Perdamaian itu dituangkan dalam deklarasi damai yang digelar di Desa Gunung Jaya, Kamis (12/12/2019). Naskah deklarasi damai dibacakan oleh perwakilan warga dari Desa Sampuabalo, dan diikuti seluruh masyarakat dari Desa Gunung Jaya dan Desa Sampuabalo, Kecamatan Siontapina.

Dengan demikian, dua desa yang sempat bertikai usai Hari Idul Fitri lalu, sepakat untuk menyudahi konflik yang terjadi. Pembacaan deklarasi damai juga disaksikan oleh Gubernur Sultra Ali Mazi, Danrem 143 Haluoleo Kolonel Inf Yustinus Nono Yulianto, Bupati Buton La Bakry dan sejumlah pejabat pemerintah daerah.

Warga kedua desa berharap dengan adanya deklarasi damai tersebut, diharapkan ke depan tidak terjadi lagi konflik sosial di tengah-tengah masyarakat. Ini khususnya di antara masyarakat Desa Gunung Jaya dan Sampuabalo.

“Kami bersepakat untuk damai. Kami siap menjaga dan membangun ketentraman dan ketertiban lingkungan secara, Kami jadikan konflik lalu sebagai sejarah, pengalaman pahit untuk tidak terulang kembali,” kata warga beramai-ramai.

Warga Desa Gunung Jaya dan Desa Sampuabalo yang terlibat bentrokan hebat pada akhir Juni lalu sepakat berdamai dengan membacakan deklarasi damai di Desa Gunung Jaya, Kabupaten Buton, Sultra, Kamis (12/12/2019). (Foto: iNews.id/Andhy Eba)
Warga Desa Gunung Jaya dan Desa Sampuabalo yang terlibat bentrokan hebat pada akhir Juni lalu sepakat berdamai dengan membacakan deklarasi damai di Desa Gunung Jaya, Kabupaten Buton, Sultra, Kamis (12/12/2019). (Foto: iNews.id/Andhy Eba)

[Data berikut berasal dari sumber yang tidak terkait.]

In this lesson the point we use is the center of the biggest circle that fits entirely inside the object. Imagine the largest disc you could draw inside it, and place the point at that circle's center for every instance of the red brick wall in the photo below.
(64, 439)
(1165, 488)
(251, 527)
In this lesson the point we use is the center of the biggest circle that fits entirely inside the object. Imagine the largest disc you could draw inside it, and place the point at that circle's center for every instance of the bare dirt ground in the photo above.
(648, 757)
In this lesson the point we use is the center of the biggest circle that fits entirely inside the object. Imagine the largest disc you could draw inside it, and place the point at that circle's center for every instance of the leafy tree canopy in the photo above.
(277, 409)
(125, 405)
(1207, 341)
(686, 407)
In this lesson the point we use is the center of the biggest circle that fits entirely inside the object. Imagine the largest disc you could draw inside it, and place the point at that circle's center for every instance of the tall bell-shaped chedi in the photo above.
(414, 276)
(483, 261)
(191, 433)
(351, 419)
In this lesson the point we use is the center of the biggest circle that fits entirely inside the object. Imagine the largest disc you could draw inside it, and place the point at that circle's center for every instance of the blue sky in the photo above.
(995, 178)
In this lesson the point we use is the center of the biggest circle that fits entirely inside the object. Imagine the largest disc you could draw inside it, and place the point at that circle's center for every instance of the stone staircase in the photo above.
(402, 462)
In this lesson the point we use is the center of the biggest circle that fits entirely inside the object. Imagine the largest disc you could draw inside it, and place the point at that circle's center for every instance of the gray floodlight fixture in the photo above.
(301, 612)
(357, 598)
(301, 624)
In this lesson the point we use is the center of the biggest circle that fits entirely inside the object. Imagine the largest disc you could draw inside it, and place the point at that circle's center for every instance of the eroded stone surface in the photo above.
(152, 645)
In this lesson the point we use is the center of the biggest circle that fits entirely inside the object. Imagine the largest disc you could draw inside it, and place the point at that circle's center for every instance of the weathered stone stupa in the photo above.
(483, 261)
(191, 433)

Danrem 143 Haluoleo, Kolonel Inf Yustinus Nono Yulianto mengatakan, sejumlah bangunan di Desa Gunung Jaya yang rusak akibat dibakar oleh warga Desa Sampuabalo sudah selesai dibangun kembali dan saat ini sudah ditinggali oleh warga. Pembangunan rumah dikerjakan oleh TNI kurang lebih tiga bulan.

“Kami sudah selesaikan semua dan alhamdulillah pekerjaan ini bisa kami selesaikan tepat waktu. Manfaatnya sudah dirasakan oleh masyarakat,” kata Kolonel Inf Yustinus Nono Yulianto.

Warga Desa Gunung Jaya dan Desa Sampuabalo yang terlibat bentrokan hebat pada akhir Juni lalu sepakat berdamai dengan membacakan deklarasi damai di Desa Gunung Jaya, Kabupaten Buton, Sultra, Kamis (12/12/2019). (Foto: iNews.id/Andhy Eba)
Warga Desa Gunung Jaya dan Desa Sampuabalo yang terlibat bentrokan hebat pada akhir Juni lalu sepakat berdamai dengan membacakan deklarasi damai di Desa Gunung Jaya, Kabupaten Buton, Sultra, Kamis (12/12/2019). (Foto: iNews.id/Andhy Eba)

Untuk diketahui bentrokan antarkampung antara Desa Gunung Jaya dan Sampuabalo di Buton terjadi di Hari Lebaran 2019 lalu. Puluhan rumah dibakar massa.

Selain itu, dua orang meninggal dunia akibat bentrokan tersebut. Sejumlah warga Desa Sampoabalu pun yang terlibat kasus pembakaran sudah diamankan polisi. Bentrokan tersebut membuat situasi di kedua desa sempat mencekam.